San Francisco
- Full name: San Francisco Golden Gate Rugby Football Club
- Union: USA Rugby
- Nickname: SFGG
- Founded: 2001; 25 years ago
- Ground: Ray Sheeran Field
- President: Paul Santinelli
- Coach: Neil Foote
- League: Pacific Rugby Premiership
| Team kit |

Official website
- sfggrugby.sportsengine-prelive.com

= San Francisco Golden Gate RFC =

US rugby union club, based in San Francisco, CA

San Francisco Golden Gate Rugby Football Club is a rugby union club based in San Francisco, California. SFGG's first side competes in the Northern California Rugby Football Union's Men's Division I, Women's Division II, and Pacific Rugby Premiership. The SFGG Youth Program includes high school Varsity, Junior Varsity, Frosh-Soph teams as well as U-12, U-10 and U-8 (non-contact) youth teams. SFGG also fields nationally competitive Rugby Sevens squads over the summer. The SFGG Old Boys team, the Señors, feature in occasional matches.

==History==
SFGG Rugby was formed in 2001 from the merger of the San Francisco Rugby Club and the Golden Gate Rugby Club. The club won the 2009 and 2011 Rugby Super League championships defeating Life University in the final both times, by 23–13 and 20–5 respectively.

==Ray Sheeran Field==
San Francisco Golden Gate RFC leased land and a former PX building from the city of San Francisco on Treasure Island in the summer of 2005 for the purpose of building a field and clubhouse. The facility was opened in November 2005 with a grand banquet and dedication featuring former All Black captain Reuben Thorne and former US Eagle captain Dan Lyle. The pitch was formerly named for former club president and current director Greg Rocca. In March 2011, the pitch was renamed to Ray Sheeran Field.
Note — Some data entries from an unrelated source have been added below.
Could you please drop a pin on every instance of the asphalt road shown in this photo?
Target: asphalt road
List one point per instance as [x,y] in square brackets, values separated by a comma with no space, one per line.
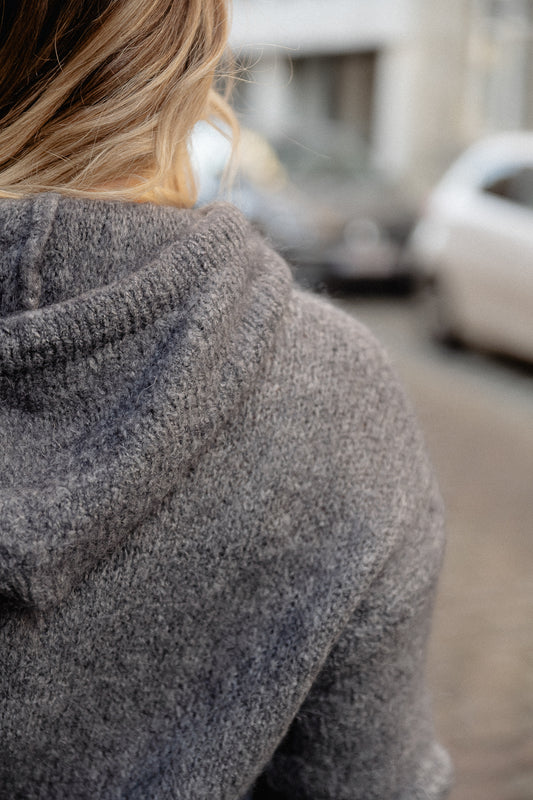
[477,416]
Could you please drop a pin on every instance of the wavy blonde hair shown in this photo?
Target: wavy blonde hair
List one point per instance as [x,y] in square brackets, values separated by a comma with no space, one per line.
[99,97]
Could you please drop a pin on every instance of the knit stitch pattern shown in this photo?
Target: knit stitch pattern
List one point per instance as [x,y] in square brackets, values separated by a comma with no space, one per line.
[220,536]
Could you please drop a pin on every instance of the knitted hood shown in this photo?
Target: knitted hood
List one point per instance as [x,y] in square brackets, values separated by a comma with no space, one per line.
[129,334]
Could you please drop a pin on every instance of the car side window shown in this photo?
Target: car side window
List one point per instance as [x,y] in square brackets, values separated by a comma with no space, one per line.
[515,185]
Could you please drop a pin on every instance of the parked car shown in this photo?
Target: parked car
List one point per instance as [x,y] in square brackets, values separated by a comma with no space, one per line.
[473,247]
[315,197]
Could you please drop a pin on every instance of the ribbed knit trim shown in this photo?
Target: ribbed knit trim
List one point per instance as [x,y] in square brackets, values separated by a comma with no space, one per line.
[36,338]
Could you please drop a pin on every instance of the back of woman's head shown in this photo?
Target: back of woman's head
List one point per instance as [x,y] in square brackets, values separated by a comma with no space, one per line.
[99,97]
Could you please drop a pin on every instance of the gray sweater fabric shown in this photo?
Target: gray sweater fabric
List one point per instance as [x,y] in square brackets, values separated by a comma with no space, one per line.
[219,533]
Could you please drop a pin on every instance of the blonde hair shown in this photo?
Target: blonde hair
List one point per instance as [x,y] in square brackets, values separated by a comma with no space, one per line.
[99,97]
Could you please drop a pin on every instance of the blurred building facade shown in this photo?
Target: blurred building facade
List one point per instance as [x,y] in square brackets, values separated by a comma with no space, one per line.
[417,80]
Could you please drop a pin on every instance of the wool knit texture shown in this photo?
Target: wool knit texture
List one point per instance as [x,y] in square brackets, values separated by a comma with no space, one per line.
[219,533]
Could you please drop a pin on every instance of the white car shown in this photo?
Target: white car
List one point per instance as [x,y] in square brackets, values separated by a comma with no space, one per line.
[473,247]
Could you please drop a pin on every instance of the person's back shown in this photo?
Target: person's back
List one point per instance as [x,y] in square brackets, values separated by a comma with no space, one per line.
[219,535]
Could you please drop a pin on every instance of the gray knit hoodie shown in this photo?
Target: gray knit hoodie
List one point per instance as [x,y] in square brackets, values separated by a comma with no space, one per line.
[219,536]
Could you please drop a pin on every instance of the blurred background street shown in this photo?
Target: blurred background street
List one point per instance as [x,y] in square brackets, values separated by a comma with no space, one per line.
[477,415]
[387,152]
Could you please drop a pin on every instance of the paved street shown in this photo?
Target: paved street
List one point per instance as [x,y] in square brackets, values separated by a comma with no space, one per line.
[477,414]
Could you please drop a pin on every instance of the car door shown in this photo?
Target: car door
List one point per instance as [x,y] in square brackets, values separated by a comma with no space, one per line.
[493,261]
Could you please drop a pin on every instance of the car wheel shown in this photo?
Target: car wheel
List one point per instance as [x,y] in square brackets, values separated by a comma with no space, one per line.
[439,314]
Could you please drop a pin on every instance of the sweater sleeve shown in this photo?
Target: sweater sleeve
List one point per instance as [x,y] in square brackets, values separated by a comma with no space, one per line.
[364,731]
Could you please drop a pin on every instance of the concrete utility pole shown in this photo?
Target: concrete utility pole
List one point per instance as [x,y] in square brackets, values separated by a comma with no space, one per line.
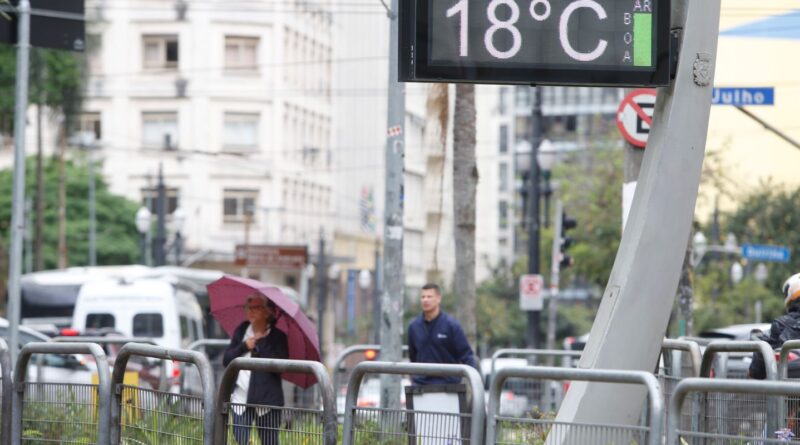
[634,312]
[534,317]
[322,293]
[161,225]
[18,198]
[392,289]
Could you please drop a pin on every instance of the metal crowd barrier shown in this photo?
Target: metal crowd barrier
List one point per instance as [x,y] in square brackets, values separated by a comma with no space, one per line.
[61,412]
[545,429]
[190,376]
[741,413]
[141,415]
[790,407]
[379,425]
[275,424]
[104,341]
[678,436]
[5,394]
[528,394]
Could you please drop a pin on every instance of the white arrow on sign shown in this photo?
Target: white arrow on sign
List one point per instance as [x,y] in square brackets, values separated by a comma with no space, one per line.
[635,116]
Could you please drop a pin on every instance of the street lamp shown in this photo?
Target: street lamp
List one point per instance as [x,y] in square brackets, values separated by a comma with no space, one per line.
[143,221]
[178,220]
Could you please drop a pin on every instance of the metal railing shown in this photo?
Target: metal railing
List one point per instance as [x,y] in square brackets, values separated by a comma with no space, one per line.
[529,430]
[790,407]
[532,393]
[5,394]
[159,417]
[61,412]
[678,436]
[727,409]
[163,377]
[669,382]
[275,423]
[400,426]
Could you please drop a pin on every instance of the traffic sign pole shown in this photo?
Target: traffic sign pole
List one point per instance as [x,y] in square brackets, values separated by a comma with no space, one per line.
[637,302]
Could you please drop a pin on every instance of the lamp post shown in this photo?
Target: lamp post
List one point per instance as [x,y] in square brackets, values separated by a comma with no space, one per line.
[86,140]
[178,221]
[143,221]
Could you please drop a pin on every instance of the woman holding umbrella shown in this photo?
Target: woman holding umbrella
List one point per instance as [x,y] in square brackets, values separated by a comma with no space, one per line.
[257,337]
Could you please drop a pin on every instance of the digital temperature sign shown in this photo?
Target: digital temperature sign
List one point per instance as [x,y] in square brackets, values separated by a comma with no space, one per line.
[552,42]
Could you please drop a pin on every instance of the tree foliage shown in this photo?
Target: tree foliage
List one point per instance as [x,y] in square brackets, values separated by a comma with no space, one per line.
[55,81]
[768,215]
[590,185]
[117,237]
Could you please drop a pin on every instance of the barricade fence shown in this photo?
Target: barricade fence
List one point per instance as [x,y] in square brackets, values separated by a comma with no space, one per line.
[109,411]
[710,433]
[236,422]
[732,413]
[546,428]
[64,413]
[5,394]
[430,417]
[147,416]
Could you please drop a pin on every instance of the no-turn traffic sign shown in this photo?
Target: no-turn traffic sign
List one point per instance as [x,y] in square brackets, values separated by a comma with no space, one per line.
[635,116]
[530,292]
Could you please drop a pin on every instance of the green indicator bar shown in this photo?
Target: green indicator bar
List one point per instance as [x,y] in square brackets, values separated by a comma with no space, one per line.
[642,39]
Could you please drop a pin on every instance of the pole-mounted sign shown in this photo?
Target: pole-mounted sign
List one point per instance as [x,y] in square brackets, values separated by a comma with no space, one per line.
[563,42]
[635,116]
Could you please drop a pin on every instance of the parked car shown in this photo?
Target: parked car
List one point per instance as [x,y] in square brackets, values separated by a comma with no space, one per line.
[62,368]
[738,362]
[161,309]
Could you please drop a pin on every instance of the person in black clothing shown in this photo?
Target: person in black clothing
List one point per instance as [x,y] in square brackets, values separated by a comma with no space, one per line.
[257,337]
[436,337]
[786,327]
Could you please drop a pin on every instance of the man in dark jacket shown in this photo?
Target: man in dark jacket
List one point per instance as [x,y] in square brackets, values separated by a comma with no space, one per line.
[436,337]
[786,327]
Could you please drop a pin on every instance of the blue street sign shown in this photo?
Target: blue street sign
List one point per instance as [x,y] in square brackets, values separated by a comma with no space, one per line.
[741,97]
[775,254]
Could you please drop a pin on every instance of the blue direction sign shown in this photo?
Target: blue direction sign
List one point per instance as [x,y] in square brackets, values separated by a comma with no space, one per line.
[775,254]
[741,97]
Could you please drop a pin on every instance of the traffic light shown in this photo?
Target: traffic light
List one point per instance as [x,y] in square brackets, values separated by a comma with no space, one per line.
[567,223]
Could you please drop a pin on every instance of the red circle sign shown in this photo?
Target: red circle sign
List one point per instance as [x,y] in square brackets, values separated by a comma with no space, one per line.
[635,116]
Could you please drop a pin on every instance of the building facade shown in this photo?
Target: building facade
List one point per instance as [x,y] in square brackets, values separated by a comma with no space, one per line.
[234,109]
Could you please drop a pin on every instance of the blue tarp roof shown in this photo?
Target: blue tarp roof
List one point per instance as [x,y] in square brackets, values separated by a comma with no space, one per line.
[786,26]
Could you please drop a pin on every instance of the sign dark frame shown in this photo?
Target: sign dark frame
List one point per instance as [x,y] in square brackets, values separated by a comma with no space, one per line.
[414,66]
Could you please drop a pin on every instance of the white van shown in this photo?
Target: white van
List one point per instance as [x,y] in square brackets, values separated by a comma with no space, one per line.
[160,309]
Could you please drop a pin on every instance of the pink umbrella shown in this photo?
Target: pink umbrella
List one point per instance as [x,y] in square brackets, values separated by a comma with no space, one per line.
[227,296]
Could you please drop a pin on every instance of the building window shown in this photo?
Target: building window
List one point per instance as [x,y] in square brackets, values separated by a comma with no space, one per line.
[150,200]
[241,131]
[94,52]
[241,54]
[238,205]
[160,130]
[160,51]
[92,123]
[503,179]
[503,214]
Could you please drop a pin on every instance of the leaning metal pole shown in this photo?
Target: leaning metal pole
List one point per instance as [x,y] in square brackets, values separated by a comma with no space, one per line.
[18,198]
[635,308]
Ray Sheeran Field hosted the 2008, 2009, 2010, 2011, and 2012 USA Rugby National Club Sevens Championships.

==Club honors==
- Pacific Rugby Premiership
  - Champions: 2014
- USA Rugby Elite Cup
  - Champions: 2013
- Rugby Super League
  - Champions: 2009, 2011
  - Runner-up: 2004, 2010
  - Semifinalists: 2007
- US Men's Division I
  - Semifinalists: 1996, 2000, 2010
  - Finalists: 1999

==Notable players==

===Current players===
Players with international caps in bold.

- USA Daniel La Prevotte
- USA Aaron Latzke
- USA Saimone Laulaupeaalu
- USA Shaun Paga
- USA Danny Barrett — flanker
- USA Patrick Latu — San Francisco Rush captain
- USA Volney Rouse — flyhalf
- USA Mile Pulu — center
- USA Tai Enosa — fullback

===Former players===
Internationally capped players are in bold.

- USA Brian Barnard
- NZ Nathan Couch
- AUS Tony Daly
- USA Philippe Farner
- USA Robbie Flynn
- USA Oloseti Fifita
- USA Fred Forster
- USA Jay Hansen
- USA Britt Howard
- USA Seamus Kelly
- USA Mike MacDonald
- USA Samu Manoa
- USA Fifita Mounga
- USA Jone Naqica
- USA Folau Niua
- USA Thretton Palamo — center
- USA Shawn Pittman
- USA Naima Reddick
- USA Mark Scharrenberg
- USA Matt Sherman
- USA Paul Still
- USA Grant Wells
- USA Jay Wilkerson

==Sponsorship==
Notable primary sponsors include CallidusCloud and Canterbury of New Zealand. The club also has several secondary sponsorships from local and regional businesses.